What sould be done to diminish the abuse of painkillers?
Froböse:
The econonmical pressure would have to decrease. The players are no longer humans, they are products, goods. The athletes sell themselves with lock, stock and barrel. But it’s not important to amass a lot of money in a short time, it’s important to have longterm quality of living, including health. I personally know a lot of former players who are really annoyed about what has been done to them while being a professional. I would like to communicate this possibility to reflect their own lives to younger, still active players. Only these still active athletes can change something.

Are there any players who would stand up for this in public?
Froböse:
There is a code of honor in professional football: You don’t tell anything from inside to an outsider. But there is of course a bunch of players we talk to who became sports invalides and who get a therapy now. Because they have to aknowledge: It’s not working any longer. I know a lot of players who can’t go for a walk with their kids, because their old crocks are busted. It’s important to enlighten the younger players. There are some former professionals who talk to younger athletes, but only in dialogue. They would never do this in public.

Do these examples scare young players?
Froböse:
No, the economic pressure, the pressure from trainers and managers pushes players to act short dated. Players get uplifted. To lose that would be very harsh. There is a trainer in German Bundesliga who is such a dominant man, that players don’t get informed which injury they have. The trainer is the master of all knowledge. So players can’t know which problems they will face long-term. Players are played for a sucker. These ruling attitude is a big, big problem.

Football players don’t seem to have a healthy job.
Froböse:
The body of football players gets exhausted, squeezed like a lemon. For economic reasons everyone tries to achieve the maximum. Every job has designated basics of occupational medicine, but there are none in football. That has nothing to do with occupational safety, to the contrary. You suck an organism until it’s over.

Often team physicians are the only contact for the players, there is no second thought on injuries. Is this a problem?
Froböse:
We have something like a guru-system in sports. These gurus have such a big influence on athletes that there is a kind of enslavement. Therefrom results are singleminded opinion making, because a second opinion doesn’t exist. That’s really dangerous. Every high-performance athlete hunts every knickknack to get better. So a lot of charlatans get really busy. There is no controlling, no quality management.

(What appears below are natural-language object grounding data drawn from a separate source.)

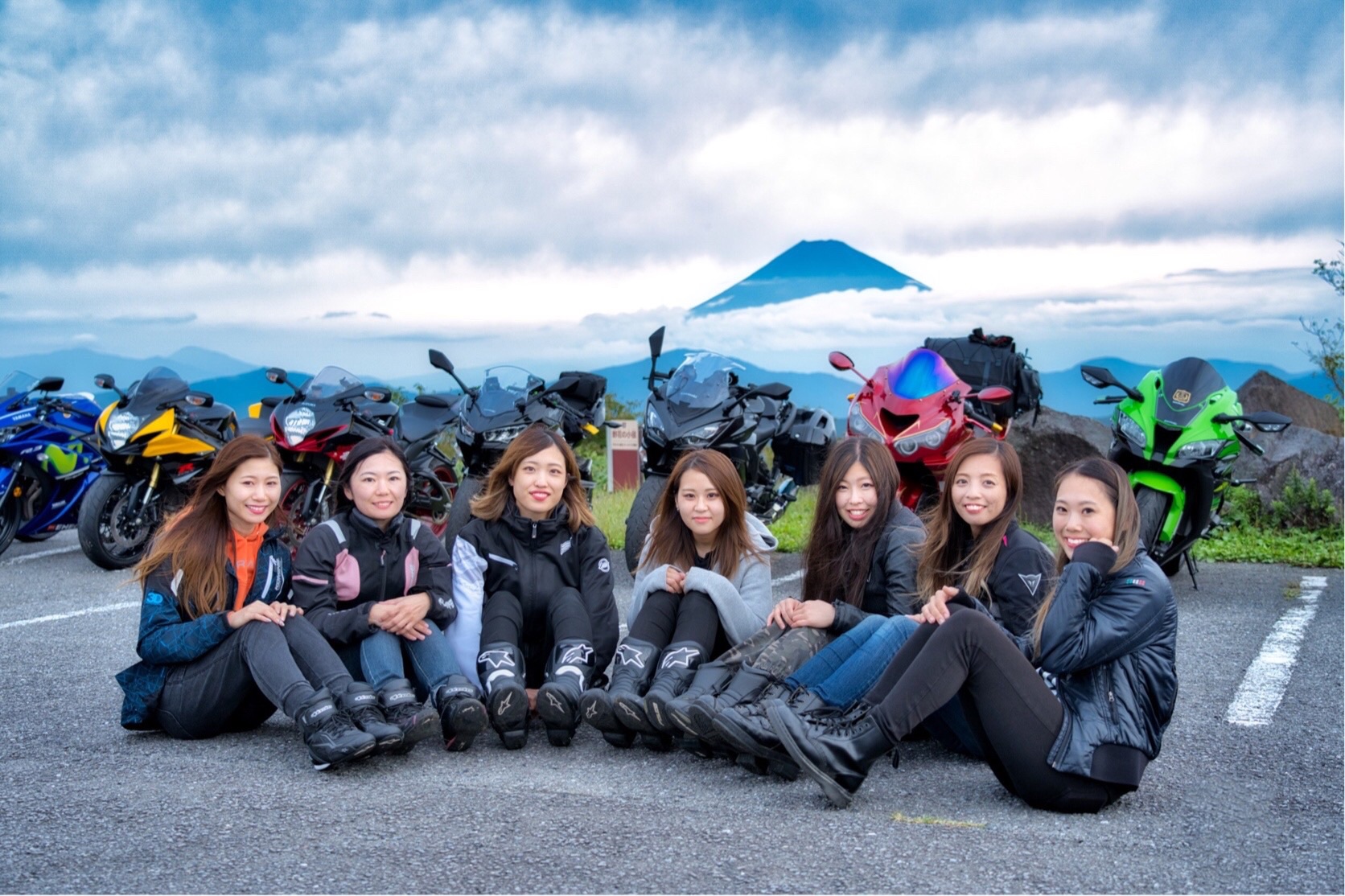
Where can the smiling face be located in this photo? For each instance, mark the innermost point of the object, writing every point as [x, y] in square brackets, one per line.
[538, 483]
[980, 491]
[378, 487]
[250, 494]
[701, 508]
[857, 498]
[1083, 513]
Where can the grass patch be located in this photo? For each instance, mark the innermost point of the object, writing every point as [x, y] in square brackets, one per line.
[931, 820]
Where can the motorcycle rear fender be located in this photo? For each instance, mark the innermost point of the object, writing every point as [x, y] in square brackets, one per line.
[1168, 486]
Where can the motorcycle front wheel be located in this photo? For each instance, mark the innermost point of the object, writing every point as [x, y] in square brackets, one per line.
[1153, 513]
[638, 521]
[112, 534]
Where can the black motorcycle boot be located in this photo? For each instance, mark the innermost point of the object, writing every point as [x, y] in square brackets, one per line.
[331, 738]
[706, 680]
[360, 704]
[558, 698]
[677, 669]
[401, 708]
[500, 670]
[834, 752]
[632, 669]
[462, 715]
[746, 686]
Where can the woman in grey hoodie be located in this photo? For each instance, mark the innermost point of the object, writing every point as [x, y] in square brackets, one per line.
[704, 583]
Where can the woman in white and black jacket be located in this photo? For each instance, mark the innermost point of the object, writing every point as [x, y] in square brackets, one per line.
[1068, 715]
[378, 586]
[533, 586]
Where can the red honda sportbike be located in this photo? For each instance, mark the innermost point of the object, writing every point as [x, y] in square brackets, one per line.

Controls could be second or third opinions.

Ivan Klasnic, who played long years in German Bundesliga and Premier League, needed a new kidney and sues now Werder Bremen and its team physician Götz Dimanksi. How do you judge this case?
Froböse:
I think the Klasnic-case wouldn’t have been possible if the involved persons would have followed a normal medical codex. And if you would have accompanied this with reputable opinions from outside. I think it’s a homemade problem of the club – unfortunately to the damage of Klasnic.

How does the story of Ivan Klasnic end? Do you have an assumption?
Froböse:
It depends which pre-existing defect a player had. It will be difficult to ascribe the kidney failure completely to the treatment of Götz Dimanski and Werder Bremen. I think it will not end well for Klasnic. But the case shows the problem: There is a player who got ruined for the sake of his club. Klasnic will suffer his whole life because of this. That’s disastrous.

International tournaments like the European Championship succeed a long season, games are closely clocked. Is the abuse of painkillers even higher than normal?
Froböse:
Through the hype the burden for players increases extremely, not only physical, even mentally. The mental tension has immediate consequences on the bodies. I feel certain that clubs and players have to stand Sam – not the national team. The teams use all methods to get over the injury-problems during these tournaments. You can manage these three weeks somehow: You can make it for your nation. I think that the national leagues pay the piper in the first months of the new season.

The Interview originally was recorded in German last summer before the European Championship in Poland and Ukraine. We updated some minor passages.